One question for the F-test

Lisaliu · March 13, 2015, 3:41pm

In Correlation and Regression, it says F-statistic tests whether the slope coefficient in a regression is 0. But later it says F test is the ratio of average RSS to average SSE. I understand the second sentence, but not sure why it’s a test for determining whether b1 is 0 or not? if b1=0, then in Y=b0+b1X+e, b1X=0, meaning X will explain none of Y?

Harrogath · March 13, 2015, 3:59pm

The regression and correlation chapter teaches simple linear regression only (not multivariate). So for simple regression (only one X variable) the F-test is like a T-test but squared, so in this case (in simple reg), the F and T tests test the same, that Ho: b1 = 0, because there is no other independet variables.

For multivariate regression, F-test has a Ho: b1=b2=…=bn= 0 In this case F-test is not the squared T-test for each coefficient anymore.

Remember that we look for to reject or not the null hypothesis (bi = 0), not stating that a coefficient is zero. If we reject Ho, that indep variable is good explaining the dependent variable, if we fail to reject Ho, we conclude this indep variable must be replaced with another until get a good one.

Lisaliu · March 13, 2015, 4:18pm

Thanks for reply! I know that F-test is squared T-test. But why they wanna test if b1=0? You said if H0(b1=0) is not rejected, then it means that independent variable can explain well the dependent variable. Why is that?

S2000magician · March 13, 2015, 4:34pm

You’re interested in whether the model as a whole is worth anything.

If it fails the F-test, then you cannot reject the null hypothesis that the slope coefficient(s) is (are) zero: the model may very well be useless.

Lisaliu · March 13, 2015, 5:20pm

Thanks. That’s not what I mean. F-test is a ratio test between two variances and for the one variable regression it’s testing whether the explained variation is high compared to the unexplained. If it’s high enough and is generating a statistic exceeding the critical value, then H0(b1=0) will be rejected, which means a high explained variation is the same thing as “b1 not =0”. I just wanna know why having a high RSS/SSE is related with b1 not =0.

Harrogath · March 13, 2015, 8:06pm

If you have a high RSS compared to SSE it means that the set of variables or a variable is good explaining the dependent variable. Remember RSS + SSE = SST which is the variance of the dependent. So, it is logic that, if your set of independent variables makes possible a high RSS, they be good explanning the dependent. Therefore AT LEAST ONE of them is statistically significant explainning the dependent. If F is high, at least one T is high.

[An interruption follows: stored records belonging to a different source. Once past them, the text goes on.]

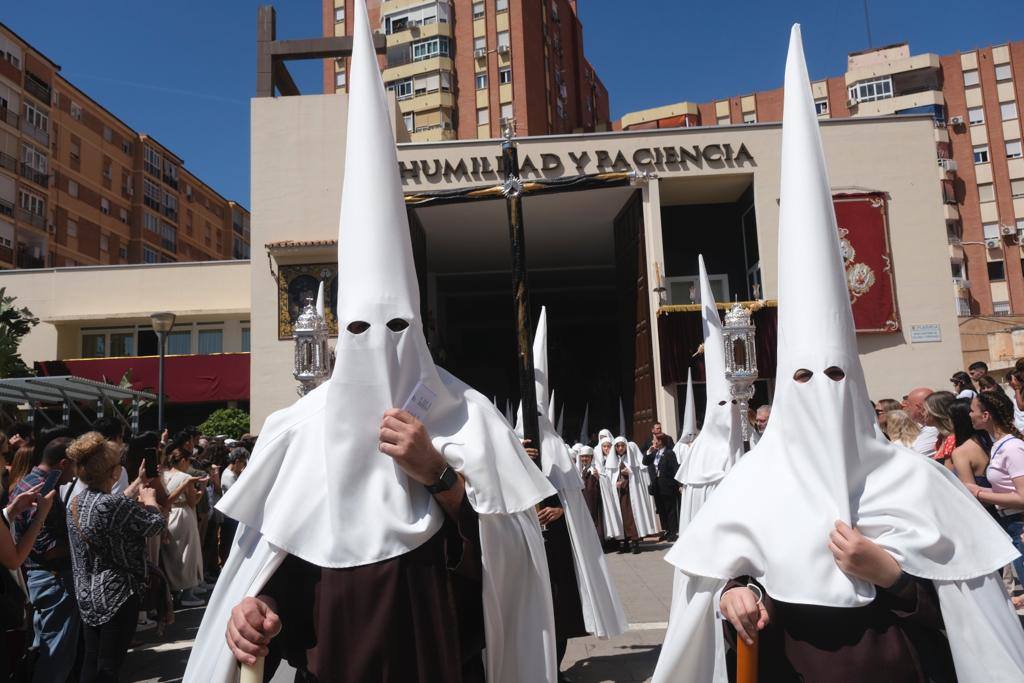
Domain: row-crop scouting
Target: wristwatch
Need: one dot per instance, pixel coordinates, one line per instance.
(445, 481)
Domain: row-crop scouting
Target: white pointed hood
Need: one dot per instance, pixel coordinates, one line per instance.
(307, 453)
(819, 460)
(720, 443)
(689, 413)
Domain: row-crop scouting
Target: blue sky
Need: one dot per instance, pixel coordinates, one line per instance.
(183, 71)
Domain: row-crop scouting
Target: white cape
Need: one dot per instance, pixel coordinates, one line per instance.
(602, 611)
(516, 589)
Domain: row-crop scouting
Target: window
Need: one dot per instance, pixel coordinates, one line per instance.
(211, 341)
(152, 161)
(122, 343)
(36, 117)
(402, 89)
(179, 343)
(32, 203)
(986, 191)
(868, 91)
(430, 48)
(93, 346)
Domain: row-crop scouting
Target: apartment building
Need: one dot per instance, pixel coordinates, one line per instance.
(460, 68)
(79, 186)
(975, 97)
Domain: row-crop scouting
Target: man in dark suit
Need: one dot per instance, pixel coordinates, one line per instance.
(660, 461)
(655, 430)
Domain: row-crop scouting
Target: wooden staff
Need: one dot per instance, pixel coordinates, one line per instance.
(512, 188)
(747, 660)
(252, 673)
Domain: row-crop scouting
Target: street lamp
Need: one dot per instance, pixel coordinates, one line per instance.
(162, 324)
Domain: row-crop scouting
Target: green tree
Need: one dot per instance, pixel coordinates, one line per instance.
(231, 422)
(14, 324)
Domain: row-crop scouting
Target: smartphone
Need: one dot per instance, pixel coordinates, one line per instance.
(150, 459)
(51, 481)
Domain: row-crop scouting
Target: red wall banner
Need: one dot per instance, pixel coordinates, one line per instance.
(863, 233)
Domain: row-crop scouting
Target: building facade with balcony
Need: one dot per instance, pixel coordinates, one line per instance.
(975, 98)
(459, 68)
(79, 186)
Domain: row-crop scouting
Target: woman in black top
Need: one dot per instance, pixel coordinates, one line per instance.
(108, 536)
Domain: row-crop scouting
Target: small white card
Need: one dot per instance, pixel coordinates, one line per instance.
(419, 402)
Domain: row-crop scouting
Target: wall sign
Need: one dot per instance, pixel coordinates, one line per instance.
(930, 332)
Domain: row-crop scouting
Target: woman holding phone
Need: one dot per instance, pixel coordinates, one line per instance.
(182, 557)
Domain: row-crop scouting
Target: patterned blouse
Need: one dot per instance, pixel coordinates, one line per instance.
(108, 550)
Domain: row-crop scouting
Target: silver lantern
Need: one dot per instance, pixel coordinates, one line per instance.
(740, 360)
(312, 353)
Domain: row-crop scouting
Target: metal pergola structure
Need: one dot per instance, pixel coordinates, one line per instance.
(70, 391)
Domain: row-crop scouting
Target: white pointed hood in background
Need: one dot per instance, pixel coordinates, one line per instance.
(819, 460)
(382, 355)
(720, 443)
(689, 414)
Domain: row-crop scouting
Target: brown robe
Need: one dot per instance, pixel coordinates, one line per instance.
(626, 503)
(414, 619)
(592, 496)
(897, 639)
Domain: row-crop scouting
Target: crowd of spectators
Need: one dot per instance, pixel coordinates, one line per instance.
(108, 537)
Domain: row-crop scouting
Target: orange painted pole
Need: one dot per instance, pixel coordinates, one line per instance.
(747, 660)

If there is no high multicollinearity, this must happen, but if high multicollinearity is present, the T-tests reveal no individual significance but high global significance (F-test strongly reject null) and a high R2, wchich is contradictory. Multicollinearity is a violation of the OLS assumptions and must be corrected dropping one variable.

Regards

tickersu · March 14, 2015, 3:10am

Only perfect collinearity is a violation of an OLS assumption. Any other level of multicollinearity is not a violation of any OLS assumption.

You also do not necessarily need to drop one or more of the correlated indep. variables. It is a proposed remedy, but it depends on the purpose and intent of your research.

Lisaliu · March 14, 2015, 12:09pm

Still don’t understand…

tickersu · March 14, 2015, 1:10pm

Think of it like this:

The F-statistic is a measure of how much the model explains in comparison to how much the model doesn’t explain. Given a model with two parameters and an intercept, for example, we would like to see how well our model is accounting for the variation in the DV. The F-statistic will show us how the explained variation in our DV compares to the unexplained variation in the DV, using this particular model. A high ratio would indicate that our model is doing a pretty good job at explaining the variation in the DV (in comparison to what isn’t being explained). In other words-- at least one of the parameters we estimated (2, aside from the intercept) is useful for explaining some variation in the DV. By logic, as our independent variable values change, the value of the DV is also changing in a nonrandom manner. At least one of the parameters (non-intercept) is different from zero (statistically different from zero). If the parameters did a bad job to explain the DV-- a low ratio of explained variance to unexplained variance-- then we could conclude that the changes in our IVs are unrelated to changes in our DV (random). If this is the case, then the estimated (non-intercept) parameters are zero.

It might help to think of this in the context of the regression equation you are using. Write it down (use above example) and say, “If b1 and/or b2 are not zero, what can I expect of how this model explains the DV? It must mean that the explained variation in the DV is statistically large enough, in comparison to the unexplained variation of the DV, to conclude that b1 and/or b2 are different from zero, statistically speaking.” Then, think of the alternative: “If b1 and b2 are both zero, what can I expect of this model in terms of explaining the DV? Well, if I plug zero in to the regression for b1 and b2, I can see that they don’t influence the DV. In this case, the ratio of explained variation in the DV to the unexplained variation is relatively low.”

Hope this example helps!

Lisaliu · March 14, 2015, 1:58pm

Thanks! I thought the same as you did. As it’s not explained in the curriculum, I assumed this is how it is. And it’s right based on what you said.

tickersu · March 14, 2015, 7:41pm

Glad to help!

Harrogath · March 14, 2015, 8:10pm

Yes, you right on that, the curriculum covers the topic of regression as you knew many things, some of them come from L1 and others you must already know from other sources, but is not much I think.

Harrogath · March 14, 2015, 8:20pm

Yes, if you have perfect multicollinearity you are, in deed, having no regression calculation. The result is ###!, nothing. Thats why it is a violation.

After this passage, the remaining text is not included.